For a number of years, however, the immigration and asylum appeals process has been under close government scrutiny. In the early part of the 21st century, the concern was with the huge numbers of immigration cases being taken on judicial review to the High Court. More recently, most of these cases were taken away from the High Court and transferred to the Immigration and Asylum chambers of the First Tier Tribunal and the Upper Tribunal.

However, numbers remained high. In this context, there were concerns that too many cases brought were unmerited, being used as a delaying tactic to postpone deportation; and that some of those providing advice and assistance in immigration cases were not providing a properly professional service.

As part of its major series of reports on the justice system, written to assist the Transformation of our Justice System programme led by HM Courts and Tribunals Service, JUSTICE, the all-party Human Rights group, has just published a report Immigration and Asylum Appeals – a Fresh Look. (I declare an interest, I was a member of the working party, chaired by Sir Ross Cranston, that wrote the report.)

In it they try to take a dispassionate look at the problems and challenges which face the immigration and asylum appeals procedure. Their approach is to look at each of the steps through which a case may go in order to  identify difficulties and recommend practical change.

The report is quite detailed. In outline, it argues:

Home Office refusal decisions The Working Party’s view is  that better Home Office decision-making – with more emphasis on getting it right first time – is the key to delivering a better appellate system;

The application process for immigration and asylum appeals. Here the working party argues that more detailed attention needs to be paid to the move to online processes. At the same time the working party addresses the issue of unsupervised, unqualified and poor quality representatives purporting to provide advice and assistance to appellants;

Appeals against adverse decisions of the Home Office on immigration and asylum matters in the First-tier Tribunal (Immigration and Asylum Chamber). This examines the important role of tribunal case workers in moving cases forward. It also wants to see stronger judicial case management to improve tribunal efficiency.
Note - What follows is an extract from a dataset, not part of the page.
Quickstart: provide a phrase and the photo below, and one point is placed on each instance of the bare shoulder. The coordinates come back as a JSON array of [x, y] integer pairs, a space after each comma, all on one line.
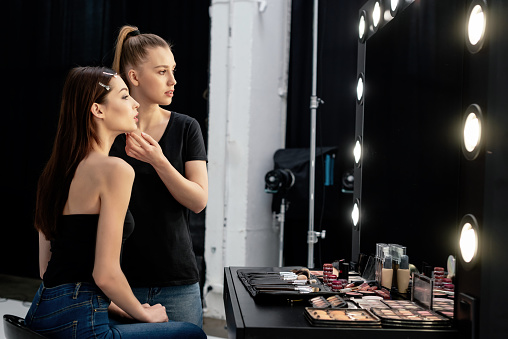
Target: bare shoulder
[[114, 168], [109, 170]]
Hearings in the First-tier Tribunal (Immigration and Asylum Chamber) and Upper Tribunal (Immigration and Asylum Chamber). This section of the report focusses in particular on video-conferencing and video-hearings, recognising the potential advantages of these models. At the same time, the report stresses the fundamental principles that should govern any expansion in their use and where they will not be appropriate.

Appeals to the Upper Tribunal (Immigration and Asylum Chamber), Judicial Reviewapplications and appeals to the Court of Appeal. This part of the report focusses on the multiple stages that may be gone through when seeking permission to appeal. The working party considered the tension between the important right of review in this jurisdiction and the pressure on the system that flows from too many appellate stages. While not recommending removing rights of appeal, the report outlines ways to streamline this process.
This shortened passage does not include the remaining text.